Ilusão e destino seriam as traduções que imediatamente me passariam pela cabeça quando falo em maya e karma. A leitura de O Budismo Zen (The Way of Zen), de Alan Watts, mostra o quanto é superficial essa idéia e como conduz a conclusões erradas que facilmente associam o budismo e taoismo ao idealismo mais reles. Partindo desse ponto, que não esclareço mais para não privá-los da leitura de Watts, digo que maya é também o passado que recobre o presente, anulando sua espontaneidade. Então, se nosso intuito é viver o presente, é preciso antes afastar o “véu de maya” que o anula. Que passado é esse que quase sem que saibamos se infiltra no presente? São os comportamentos que aprendemos, são os traumas, as neuroses, as ilusões complacentes, a coleção de aversões e cobiças que se expressa sob a forma geral de um “eu sou assim”. É o drama infantil, quase sempre familiar, que revivemos, em busca de perdões, vinganças e outras compensações que jamais se cumprirão, porque de novo, apesar de todo o enredo aparentemente novo, a história sempre acabará do mesmo jeito. Essa reptição que se assemelha a um destino (mas não passa de um drama já tão bem ensaiado que até o tomamos por nós mesmos) isso é karma. Fica então fácil entender como maya produz karma e porque a meditação vipassana é uma terapia, uma cura para os “nós emocionais” que são um obstáculo à livre circulação da vida em nós.
“São os comportamentos que aprendemos, são os traumas, as neuroses, as ilusões complacentes, a coleção de aversões e cobiças que se expressa sob a forma geral de um “eu sou assim”. É o drama infantil, quase sempre familiar, que revivemos, em busca de perdões, vinganças e outras compensações que jamais se cumprirão, porque de novo, apesar de todo o enredo aparentemente novo, a história sempre acabará do mesmo jeito.”
Gostei muito disso.
Coincidentemente, pouco antes de ler seu texto e essa frase, estava lendo algumas coisinhas do John Gray (o filósofo inglês, professor da London School of Economics). Acho que voce iria gostar de alguns ‘insights’ dele:
“Religiões não-antropocêntricas, como o taoísmo, parecem mais próximas do mundo que nos é apresentado… E, porque pregam uma certa modéstia sobre o lugar dos seres humanos no esquema das coisas, essas religiões são mais capazes de promover a felicidade. No entanto, recomendo também algumas filosofias ocidentais, como o epicurismo. O grande poema A Natureza das Coisas, de Lucrécio, é um antigo guia para viver feliz num mundo em que o homem não é a figura central.”
“Acho que a religião tem um papel central na cultura humana. Não acredito que existam religiões verdadeiras ou falsas – apenas as mais e as menos bonitas, ou as mais e as menos esperançosas. Quem gosta de religião se aproxima mais da poesia do que da ciência…”
“o conhecimento não liberta o homem, apenas aumenta seu poder – um poder que pode ser usado para o bem ou para o mal.
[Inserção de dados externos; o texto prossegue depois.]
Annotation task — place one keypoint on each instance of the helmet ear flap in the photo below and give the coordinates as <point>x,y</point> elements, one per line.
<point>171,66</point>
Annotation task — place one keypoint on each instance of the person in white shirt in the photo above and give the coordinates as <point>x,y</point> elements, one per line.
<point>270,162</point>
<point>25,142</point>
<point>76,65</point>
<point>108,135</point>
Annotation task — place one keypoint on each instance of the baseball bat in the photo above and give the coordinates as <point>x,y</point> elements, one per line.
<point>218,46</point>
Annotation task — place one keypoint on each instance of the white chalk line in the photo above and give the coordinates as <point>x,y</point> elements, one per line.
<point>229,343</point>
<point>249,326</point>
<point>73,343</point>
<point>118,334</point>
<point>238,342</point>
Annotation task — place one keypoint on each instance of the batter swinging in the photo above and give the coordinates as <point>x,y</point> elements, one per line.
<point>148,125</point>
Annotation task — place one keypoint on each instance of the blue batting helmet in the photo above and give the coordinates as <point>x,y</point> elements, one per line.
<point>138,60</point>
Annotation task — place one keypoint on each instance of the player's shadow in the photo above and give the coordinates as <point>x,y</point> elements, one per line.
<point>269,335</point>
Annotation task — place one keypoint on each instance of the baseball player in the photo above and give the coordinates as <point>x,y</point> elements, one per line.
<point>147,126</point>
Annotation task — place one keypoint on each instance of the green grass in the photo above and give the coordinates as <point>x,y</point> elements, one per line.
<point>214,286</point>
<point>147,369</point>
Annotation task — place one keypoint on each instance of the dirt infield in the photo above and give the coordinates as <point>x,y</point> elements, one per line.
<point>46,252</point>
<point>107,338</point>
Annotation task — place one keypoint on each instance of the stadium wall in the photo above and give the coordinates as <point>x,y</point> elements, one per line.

Nesse ponto, sou um pessimista: o futuro da humanidade será igual a seu passado, só que com mais conhecimento.”
Li “Falso Amanhecer…” dele e babei (nao é coisa de esquerdista, é muito requintado, vai por mim). Vou ler um pequeno livro que ele escreveu sobre Voltaire. No geral, ele fala coisa com coisa. Apenas acho que a crítica dele à idéia de progresso, bem como ao humanismo merece algumas críticas: afinal, não dá pra negar que boa parte da humanidade hoje vive em condições menos precárias que há séculos atrás. Houve esforços que não culminaram em totalitarismo e houve melhoras. Depois, ele pega Hume, Voltaire, Rousseau, o evolucionismo científicos dos positivistas do século XIX e joga tudo no mesmo saco… um pouco leviano, talvez? Mas é um homem que vale a pena ler.